Launched in 2010, the Government’s Feed-in Tariff (FiT) was a model that encouraged and enabled homes and businesses to generate their own renewable electricity. Solar cells generating power, feeding green energy into the grid. Small-scale, localised and, when it comes to tackling climate change, incredibly powerful. And yet, as of Sunday 31stMarch 2019, the Government is pulling the plug on FiT.

The Feed-in Tariff scheme was a literal power shift. An energy network transformed from 100 generators, owned by industry behemoths and mostly burning fossil fuels, to 800,000 localised solar power sources. With a capacity of 6.5GW – enough energy for 2.3 million homes.  

A huge contributor to Britain’s massive carbon reduction, the 759,000 sub-4kw typical rooftop solar installations alone will save 771,646 tonnes of carbon per year — the equivalent of the carbon captured by 1.38 billion trees annually.

Solar panels on the roof of a house.

FiT made small-scale generation, big.

Too big too fast, however. The initially high tariffs solar panel owners were paid coincided with a dropping in cost of installing solar. This led to rapid uptake that gave the Government cold feet. Cue tariff payment cuts. At launch, self-generators enjoyed 40p per kWH; today it’s 5p.

Solar panels on the rooftops of a row of houses.

With the Feed-in Tariff in its final throes, energy minister Claire Perry has asked what should replace it, with her department taking industry views on its proposed substitute, the Smart Export Guarantee.

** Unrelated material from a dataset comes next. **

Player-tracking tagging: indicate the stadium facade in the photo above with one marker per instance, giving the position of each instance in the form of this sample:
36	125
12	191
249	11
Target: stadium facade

Another acronym for us all, SEG forces large suppliers to pay households and businesses for exporting their power. The export must be ‘smart’, meaning measured accurately through a smart meter. However, it is safe to say that Smart Export Guarantee is not warming up on the side lines, ready to take FiT’s place on the pitch. It’s not even on the bench.

Two immediate problems. First, timing — the SEG will not be in place by April, when FiT comes to an end. So, a gap with no structured support for small scale renewables. Solar installations will drop off a cliff, not just denting Britain’s ability to curb climate change but also stymying the emerging renewables industry – manufacturing, installation and servicing. 

Second, so-called smart. Smart meters in most homes today are of the SMETS1 design. They’re incapable of metering export — not so smart. SMETS2 meters are capable, theoretically, but their roll-out has faced multiple delays. The ability to measure export is still not available and government has paid little attention to rectifying the problem.

However, more fundamentally, why focus on export at all? The shorter distance electricity has to travel, the greener it is. A clean, intelligent, localised power grid should not prioritise export. 

So, what is the SEG designed for? It is certainly not here to accelerate the growth of renewables. In fact, the Department for BEIS has stated explicitly that it is not.  

SEG is a PR placeholder. A pin stuck in small scale solar. So fracking and slow, expensive nuclear deployment can continue. 

Insane when you consider that the heat is on to address climate change. This is an opportunity to get to a cleaner energy system faster.

Changing technologies and changing behaviours require us to see energy differently. Old world energy is big power station to small consumer. New world energy is localised and self-sufficient, generating and using your own power in your own home. It cuts carbon and it cuts costs.

Yes, solar has its challenges. It’s most productive in summer and during the day whilst people are at work. But fast developing technologies — storage batteries, truly smart metering, electric vehicles — solve those problems. 

FiT worked because it provided a fixed return, giving households – and banks – the certainty to invest in uncertain technology. Now the technology is tried and tested. It is the moment for the government, and financial institutions, to understand a world of localised energy and its value. The energy source is ready to go subsidy free, but a patient finance is required to support households with the upfront investment – a ‘help to buy’ for solar.

Less than three per cent of homes generate their own renewable power today, yet their total capacity is double our largest power station. Imagine if it was 10, 20 or even more. Costs are still falling, the technology is available and the need to address climate change ever more pressing.

We need a clean power grid that is designed for the UK’s 66 million people, not just a few big energy companies.